By Bethany Romano, MBA’17
“Every four years, we tend to say, ‘this is the most important election of our lifetimes,’ but this time, it truly feels different,” said Dean David Weil in his opening remarks during “The Act of Democracy,” a special Election 2020 Conversation with the Dean. The event, held over Zoom one week before Election Day, featured panelists Anita Hill, university professor at Brandeis; Daniel Kryder, the Louis Stulberg Chair in Law and Politics at Brandeis; and Heller alumnus Fernando Torres-Gil, MSW’72, PhD’76, professor of social welfare and public policy at the Luskin School of Public Affairs at UCLA.
To kick off the conversation, Weil asked each panelist to reflect on a quote by the late Congressman John Lewis, which inspired the title of the event: “Democracy is not a state. It is an act, and each generation must do its part to help build what we called the Beloved Community, a nation and world society at peace with itself.”
Torres-Gil spoke about his undergraduate students at UCLA, saying “They’re a very diverse population under tremendous stress. They wonder if this democracy is relevant to them. It feels like the world is falling apart for them. I want us to think about rebuilding community, bringing back our sense of civic bonds to a whole new demographic of society.
Kryder added, “Our democracy is complicated, and fragile. Scores and hundreds of individual elections across the country will occur next week. There are many roles one can play in a democracy. Voting is perhaps the most obvious one.” Congressman Lewis, he noted, acted out many roles in our democracy: early on as a community organizer and activist, and through protest, and later by running for public office, and by supporting an independent press. “Democracy takes all of these forms,” Kryder said.
To frame her response, Hill shared an clip from a recent ABC News Town Hall, in which University of Pittsburgh senior Cedric Humphrey asked Joe Biden what he has to say to young Black voters disappointed in a system they feel has failed to protect them. Is voting enough or is it pro forma? she asked.
“I keep coming back to the question of why do we vote, if it doesn’t matter?” said Hill. “It’s a problem of cynicism. That has become a real barrier.” Hill went on to note the many lawsuits currently being fought over voting access and voter suppression, and a 2013 Supreme Court ruling that invalidated a key section of the Voting Rights Act.
“The idea that a group can maintain power by shrinking our democracy is a clear and present danger, an ongoing danger,” said Hill.
To wrap up, Dean Weil asked each panelist to share something that gives them hope. Kryder said that he turns to U.S. history for hope and inspiration, citing the “endless supply of creative resistance” he finds there. “I’m sure we’re going to enter into a new phase of this with this election.”

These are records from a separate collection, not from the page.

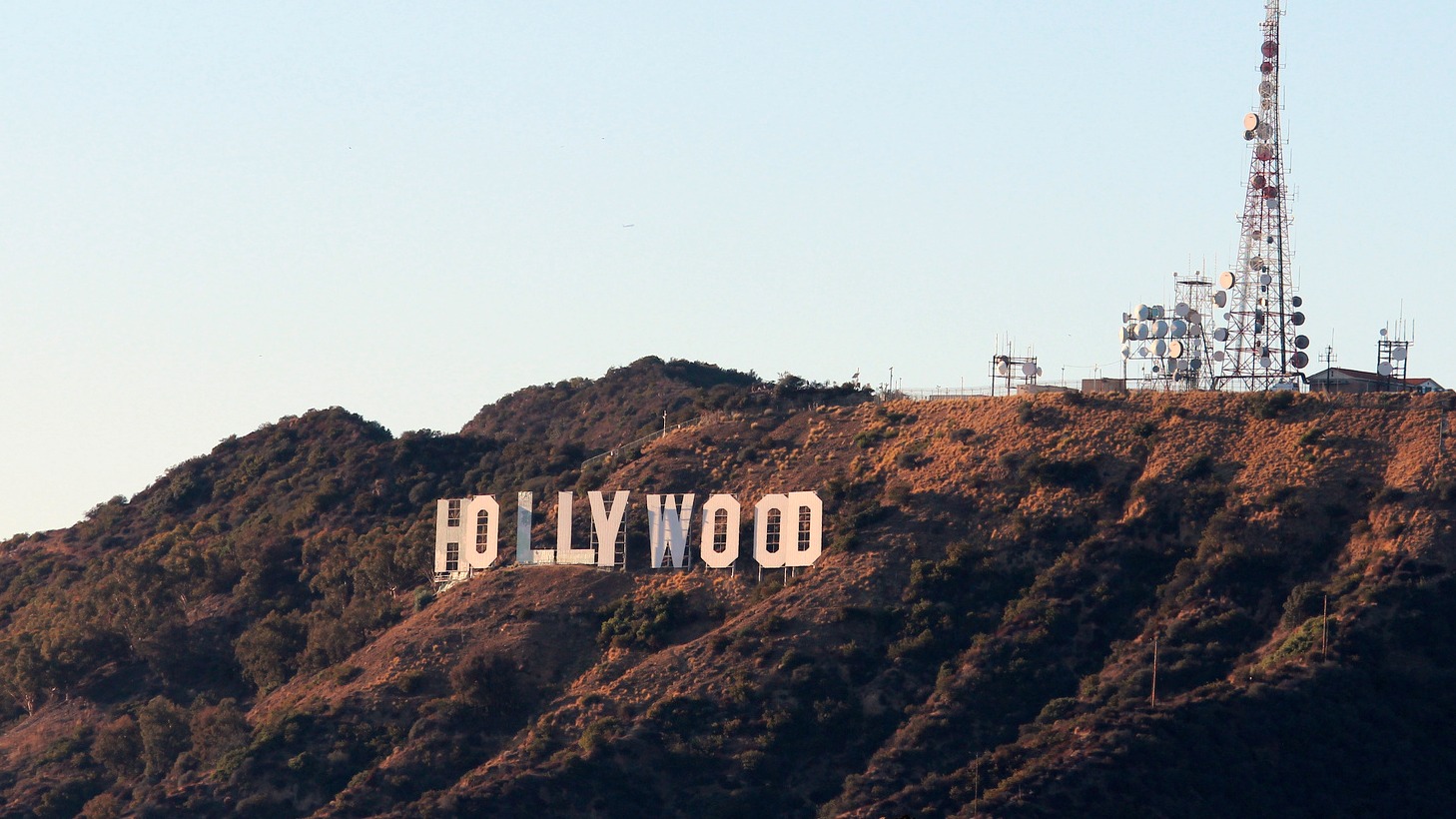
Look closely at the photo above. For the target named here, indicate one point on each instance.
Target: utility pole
(1324, 632)
(1154, 672)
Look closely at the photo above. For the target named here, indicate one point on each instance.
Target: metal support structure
(1264, 347)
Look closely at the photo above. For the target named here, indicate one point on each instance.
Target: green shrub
(642, 624)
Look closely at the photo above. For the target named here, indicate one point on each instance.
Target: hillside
(255, 635)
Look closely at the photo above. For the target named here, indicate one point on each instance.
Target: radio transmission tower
(1262, 345)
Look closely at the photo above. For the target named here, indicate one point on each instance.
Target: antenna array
(1262, 343)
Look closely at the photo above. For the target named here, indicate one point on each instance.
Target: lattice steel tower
(1262, 345)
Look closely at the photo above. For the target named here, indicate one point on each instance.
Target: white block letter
(719, 542)
(667, 527)
(482, 530)
(607, 524)
(563, 551)
(788, 529)
(447, 535)
(524, 554)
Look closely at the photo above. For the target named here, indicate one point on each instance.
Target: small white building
(1347, 381)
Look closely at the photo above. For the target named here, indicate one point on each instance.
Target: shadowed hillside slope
(978, 637)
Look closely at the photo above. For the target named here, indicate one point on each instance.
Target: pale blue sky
(213, 215)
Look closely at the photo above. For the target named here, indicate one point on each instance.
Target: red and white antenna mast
(1262, 345)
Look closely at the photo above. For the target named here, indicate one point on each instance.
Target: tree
(164, 730)
(269, 651)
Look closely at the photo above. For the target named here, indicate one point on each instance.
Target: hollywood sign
(788, 530)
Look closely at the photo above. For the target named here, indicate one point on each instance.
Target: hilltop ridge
(978, 637)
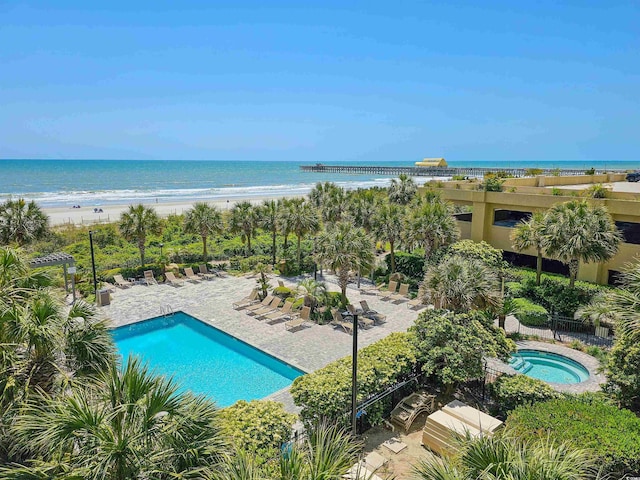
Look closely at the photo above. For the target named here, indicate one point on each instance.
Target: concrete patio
(211, 301)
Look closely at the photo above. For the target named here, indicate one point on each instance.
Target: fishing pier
(440, 171)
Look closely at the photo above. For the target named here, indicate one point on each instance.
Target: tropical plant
(509, 457)
(529, 234)
(461, 284)
(511, 391)
(451, 346)
(345, 248)
(430, 225)
(596, 191)
(388, 227)
(127, 424)
(244, 220)
(402, 190)
(576, 231)
(313, 292)
(268, 219)
(204, 220)
(611, 434)
(138, 222)
(22, 222)
(303, 219)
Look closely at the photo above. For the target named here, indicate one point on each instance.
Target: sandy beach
(111, 213)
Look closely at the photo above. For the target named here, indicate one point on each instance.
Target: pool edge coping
(211, 325)
(592, 384)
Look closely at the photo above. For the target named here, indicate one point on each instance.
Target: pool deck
(308, 348)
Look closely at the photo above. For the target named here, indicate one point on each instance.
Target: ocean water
(203, 359)
(57, 183)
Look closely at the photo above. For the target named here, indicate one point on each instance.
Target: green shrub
(284, 292)
(492, 184)
(529, 313)
(258, 426)
(326, 393)
(482, 251)
(554, 292)
(409, 264)
(513, 289)
(612, 434)
(511, 391)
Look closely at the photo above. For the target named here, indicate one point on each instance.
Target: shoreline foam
(111, 213)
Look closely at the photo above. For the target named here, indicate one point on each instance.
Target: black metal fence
(567, 330)
(478, 387)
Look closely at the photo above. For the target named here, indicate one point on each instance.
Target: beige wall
(485, 203)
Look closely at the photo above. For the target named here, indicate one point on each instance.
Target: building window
(509, 218)
(615, 278)
(630, 232)
(463, 217)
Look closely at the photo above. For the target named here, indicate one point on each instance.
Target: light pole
(354, 377)
(93, 264)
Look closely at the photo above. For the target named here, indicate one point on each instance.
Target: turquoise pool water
(204, 359)
(549, 367)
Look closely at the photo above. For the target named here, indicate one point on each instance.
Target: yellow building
(432, 162)
(495, 214)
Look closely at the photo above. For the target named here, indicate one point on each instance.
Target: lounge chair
(393, 286)
(401, 296)
(204, 273)
(272, 307)
(338, 321)
(192, 277)
(250, 299)
(149, 279)
(282, 314)
(121, 282)
(265, 301)
(363, 320)
(300, 321)
(171, 278)
(374, 315)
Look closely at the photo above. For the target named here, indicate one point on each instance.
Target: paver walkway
(309, 349)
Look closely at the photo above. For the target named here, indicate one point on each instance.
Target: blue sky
(320, 81)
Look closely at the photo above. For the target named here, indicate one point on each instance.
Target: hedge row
(326, 393)
(530, 314)
(612, 434)
(554, 292)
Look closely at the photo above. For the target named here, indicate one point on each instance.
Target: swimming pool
(203, 359)
(549, 367)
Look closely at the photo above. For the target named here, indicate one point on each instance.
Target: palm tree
(127, 424)
(529, 235)
(461, 284)
(283, 221)
(402, 190)
(22, 222)
(576, 231)
(388, 223)
(268, 219)
(303, 219)
(345, 248)
(244, 220)
(509, 458)
(203, 220)
(431, 225)
(137, 223)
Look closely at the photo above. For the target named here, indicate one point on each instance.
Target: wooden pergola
(53, 259)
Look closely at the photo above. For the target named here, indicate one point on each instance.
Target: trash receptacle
(104, 298)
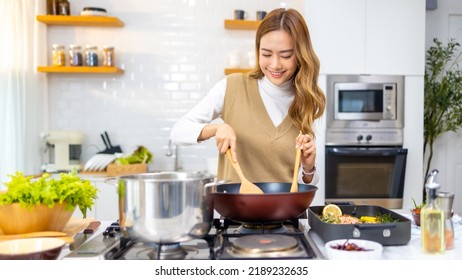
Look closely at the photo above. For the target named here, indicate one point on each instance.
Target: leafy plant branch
(443, 94)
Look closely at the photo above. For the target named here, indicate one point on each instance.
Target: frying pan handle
(376, 226)
(215, 183)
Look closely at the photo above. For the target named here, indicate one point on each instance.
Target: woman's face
(277, 56)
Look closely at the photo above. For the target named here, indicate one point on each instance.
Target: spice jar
(75, 55)
(108, 56)
(58, 55)
(64, 8)
(91, 55)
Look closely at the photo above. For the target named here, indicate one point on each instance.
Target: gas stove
(226, 240)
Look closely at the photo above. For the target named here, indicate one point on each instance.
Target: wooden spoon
(294, 187)
(247, 187)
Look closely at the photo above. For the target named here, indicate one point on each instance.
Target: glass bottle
(58, 55)
(108, 56)
(75, 55)
(432, 222)
(91, 56)
(52, 7)
(445, 200)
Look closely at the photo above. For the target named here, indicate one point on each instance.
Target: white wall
(172, 52)
(445, 23)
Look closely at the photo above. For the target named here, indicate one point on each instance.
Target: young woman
(267, 113)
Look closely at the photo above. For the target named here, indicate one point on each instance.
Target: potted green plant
(443, 94)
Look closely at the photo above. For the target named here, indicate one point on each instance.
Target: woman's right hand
(225, 138)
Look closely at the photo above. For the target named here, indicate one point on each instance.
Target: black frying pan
(277, 204)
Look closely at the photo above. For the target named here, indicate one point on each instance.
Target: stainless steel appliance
(226, 240)
(365, 158)
(64, 149)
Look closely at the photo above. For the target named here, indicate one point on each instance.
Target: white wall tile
(172, 52)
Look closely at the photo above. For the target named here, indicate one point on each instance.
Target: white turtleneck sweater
(277, 100)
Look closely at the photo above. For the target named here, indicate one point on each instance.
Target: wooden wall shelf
(242, 24)
(81, 20)
(237, 70)
(80, 69)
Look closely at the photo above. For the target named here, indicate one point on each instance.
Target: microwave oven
(373, 101)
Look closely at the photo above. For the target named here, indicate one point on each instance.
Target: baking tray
(387, 234)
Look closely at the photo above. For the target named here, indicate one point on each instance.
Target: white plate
(373, 250)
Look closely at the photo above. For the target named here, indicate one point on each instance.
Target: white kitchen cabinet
(368, 36)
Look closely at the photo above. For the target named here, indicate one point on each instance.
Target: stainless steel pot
(166, 207)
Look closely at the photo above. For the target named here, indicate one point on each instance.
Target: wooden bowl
(15, 219)
(46, 248)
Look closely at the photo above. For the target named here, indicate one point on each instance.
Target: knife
(81, 237)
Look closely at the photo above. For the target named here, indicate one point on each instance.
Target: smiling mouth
(276, 74)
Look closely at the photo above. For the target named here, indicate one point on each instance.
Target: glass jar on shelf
(58, 55)
(64, 8)
(108, 56)
(75, 55)
(91, 55)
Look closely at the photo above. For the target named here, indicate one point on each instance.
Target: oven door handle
(368, 151)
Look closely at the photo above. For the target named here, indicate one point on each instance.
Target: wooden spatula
(247, 187)
(294, 187)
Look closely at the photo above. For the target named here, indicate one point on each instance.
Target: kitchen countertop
(411, 251)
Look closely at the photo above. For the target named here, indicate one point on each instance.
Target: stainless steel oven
(365, 158)
(366, 175)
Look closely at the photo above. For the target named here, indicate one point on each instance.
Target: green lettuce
(68, 189)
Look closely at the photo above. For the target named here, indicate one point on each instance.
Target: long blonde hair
(309, 102)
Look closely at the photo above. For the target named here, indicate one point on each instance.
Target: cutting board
(76, 225)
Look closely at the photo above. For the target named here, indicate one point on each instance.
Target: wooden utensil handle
(236, 166)
(294, 187)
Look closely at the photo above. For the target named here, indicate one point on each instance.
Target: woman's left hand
(307, 145)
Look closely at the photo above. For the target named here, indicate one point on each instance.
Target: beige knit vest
(265, 153)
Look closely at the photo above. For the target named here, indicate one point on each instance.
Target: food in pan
(332, 214)
(349, 246)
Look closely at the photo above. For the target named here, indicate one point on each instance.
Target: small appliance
(64, 148)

Torres-Gil shared the story of his grandmother, who came to the U.S. illegally, escaping war and poverty, to eventually became a U.S. citizen at age 65. “Despite all the terrible things she and others have gone through, she had hope,” he said.
Hill closed the event with her source of hope, and a moment of perspective. “When I was much younger, just out of law school, I used to think the struggle for equality, for a better democracy, was a sprint. Then I got a little bit older and I started thinking no, it’s a marathon. But now I think, it’s actually a relay. It passes on from generation to generation. And somehow, someway, we find a way to be involved. And that gives me hope.”